The focus of a Gross Margin based plan boils down to transactional profitability. Discounts are one variable that determine a transactions profitability, but equally Important is each transactions cost.
- What level of visibility do you have, and can provide on demand to sales reps, to the cost elements of a margin discussion. Can this cost data be provided at the transaction level of detail for each order?
- Does the sale of your product / solution involve a complex sales cycle? If so, does your COGS really reflect the cost of the deal or is there significant cost buried in SG&A operating expenses? Many high tech sales cycles can cover quarters, involve a broad key account team full that includes Sales Engineers, Application Engineers, Key Account Managers and Executive level involvement in the sales cycle.
- For most, the problem typically is not tracking revenue or discount at the transaction level, it is tracking cost at such a granular level. Can margin be accurately tracked and reported on at the transactional level? Why is this difficult? Cost is a difficult measure to fully understand and appreciate; Marginal Cost is not always a constant and Standard Costing is by definition inaccurate - for sales reps to connect action and reward, they need to have direct influence over those variables their performance is being assessed.

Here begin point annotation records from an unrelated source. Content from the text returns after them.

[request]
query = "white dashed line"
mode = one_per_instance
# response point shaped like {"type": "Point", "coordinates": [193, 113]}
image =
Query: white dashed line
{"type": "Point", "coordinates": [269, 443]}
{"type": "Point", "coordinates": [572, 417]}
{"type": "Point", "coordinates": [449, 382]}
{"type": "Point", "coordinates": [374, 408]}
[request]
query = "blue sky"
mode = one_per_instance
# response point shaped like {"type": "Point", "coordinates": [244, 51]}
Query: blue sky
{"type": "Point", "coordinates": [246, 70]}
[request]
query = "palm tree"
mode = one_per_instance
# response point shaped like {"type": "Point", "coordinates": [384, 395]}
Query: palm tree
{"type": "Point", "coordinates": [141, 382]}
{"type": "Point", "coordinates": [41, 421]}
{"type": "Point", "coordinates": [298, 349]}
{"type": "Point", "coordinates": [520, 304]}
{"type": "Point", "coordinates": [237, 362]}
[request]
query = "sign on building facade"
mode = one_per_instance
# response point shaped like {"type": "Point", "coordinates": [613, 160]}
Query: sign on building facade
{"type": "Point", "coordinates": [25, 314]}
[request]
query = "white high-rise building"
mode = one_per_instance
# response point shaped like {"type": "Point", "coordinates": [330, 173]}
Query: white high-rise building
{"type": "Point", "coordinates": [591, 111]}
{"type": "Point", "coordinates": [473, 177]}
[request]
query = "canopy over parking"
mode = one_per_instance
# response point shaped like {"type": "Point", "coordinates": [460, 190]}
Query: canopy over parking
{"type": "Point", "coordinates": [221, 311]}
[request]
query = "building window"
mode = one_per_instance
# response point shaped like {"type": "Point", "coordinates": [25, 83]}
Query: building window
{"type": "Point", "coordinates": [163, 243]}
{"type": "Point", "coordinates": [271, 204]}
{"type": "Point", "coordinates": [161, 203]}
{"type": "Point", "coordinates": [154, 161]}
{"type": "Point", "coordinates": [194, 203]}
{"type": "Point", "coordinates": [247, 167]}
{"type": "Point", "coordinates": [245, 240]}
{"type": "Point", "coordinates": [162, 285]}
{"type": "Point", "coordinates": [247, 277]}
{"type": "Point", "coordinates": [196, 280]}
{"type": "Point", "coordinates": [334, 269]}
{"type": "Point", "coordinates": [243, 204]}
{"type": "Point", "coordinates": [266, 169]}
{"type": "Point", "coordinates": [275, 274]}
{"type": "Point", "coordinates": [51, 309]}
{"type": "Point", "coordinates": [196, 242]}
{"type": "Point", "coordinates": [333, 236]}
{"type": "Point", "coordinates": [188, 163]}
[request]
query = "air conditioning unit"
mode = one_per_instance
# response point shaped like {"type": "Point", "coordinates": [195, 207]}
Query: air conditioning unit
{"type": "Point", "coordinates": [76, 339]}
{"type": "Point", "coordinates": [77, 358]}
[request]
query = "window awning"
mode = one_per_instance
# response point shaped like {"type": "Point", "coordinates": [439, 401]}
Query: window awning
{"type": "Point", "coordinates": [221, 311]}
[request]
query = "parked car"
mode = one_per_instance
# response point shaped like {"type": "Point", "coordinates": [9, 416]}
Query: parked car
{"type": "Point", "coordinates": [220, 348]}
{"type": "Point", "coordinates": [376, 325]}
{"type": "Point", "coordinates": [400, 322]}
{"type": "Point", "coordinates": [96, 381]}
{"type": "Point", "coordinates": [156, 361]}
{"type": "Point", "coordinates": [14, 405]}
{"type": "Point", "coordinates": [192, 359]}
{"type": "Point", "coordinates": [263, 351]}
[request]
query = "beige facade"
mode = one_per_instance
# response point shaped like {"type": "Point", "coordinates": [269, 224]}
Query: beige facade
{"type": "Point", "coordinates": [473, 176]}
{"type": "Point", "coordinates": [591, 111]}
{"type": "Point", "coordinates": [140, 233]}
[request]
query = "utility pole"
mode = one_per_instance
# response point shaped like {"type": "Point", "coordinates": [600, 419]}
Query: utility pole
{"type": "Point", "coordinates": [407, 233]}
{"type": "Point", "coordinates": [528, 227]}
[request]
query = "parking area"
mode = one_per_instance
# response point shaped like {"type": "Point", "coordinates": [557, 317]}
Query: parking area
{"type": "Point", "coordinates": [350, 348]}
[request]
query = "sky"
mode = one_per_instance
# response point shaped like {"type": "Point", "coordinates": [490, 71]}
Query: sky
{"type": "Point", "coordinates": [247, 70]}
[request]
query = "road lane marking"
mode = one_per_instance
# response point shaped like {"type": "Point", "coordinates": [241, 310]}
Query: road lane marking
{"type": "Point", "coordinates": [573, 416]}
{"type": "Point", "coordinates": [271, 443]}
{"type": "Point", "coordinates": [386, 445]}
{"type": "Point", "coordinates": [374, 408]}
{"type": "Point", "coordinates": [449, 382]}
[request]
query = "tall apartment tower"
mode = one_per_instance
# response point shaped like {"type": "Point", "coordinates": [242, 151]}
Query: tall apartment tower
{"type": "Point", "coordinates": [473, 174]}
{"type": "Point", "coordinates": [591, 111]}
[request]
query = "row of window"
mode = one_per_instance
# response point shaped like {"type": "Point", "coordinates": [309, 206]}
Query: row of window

That said, here are a few examples where costs are stable, predictable, fully understood and often tracked at a granular enough level to support the Best Practices discussed. Channel Partners, Resellers, Wholesale Distributors, Staffing Firms, any sales channel where your costs are predictable and primarily constant.
- Those with much less predictable cost structures often include sales with a professional services component. Imagine selling a professional services deal where you’re going to pay commission based on Gross Margin when the COGS will not be known until billing for the project is tallied.
- Margin is often associated with profitability, but is it Gross Margin you should be focusing on? or operating margin? or contribution margin?. There are situations where contribution margin may be more important to fulfilling corporate goals than rewarding a deal based on Gross Margin.
While Gross Margin is a measure that closely aligns with corporate goals, the ambiguity of cost may ultimately be the driver of many decisions to build Sales Incentive Compensation Plans based on Sales Revenue.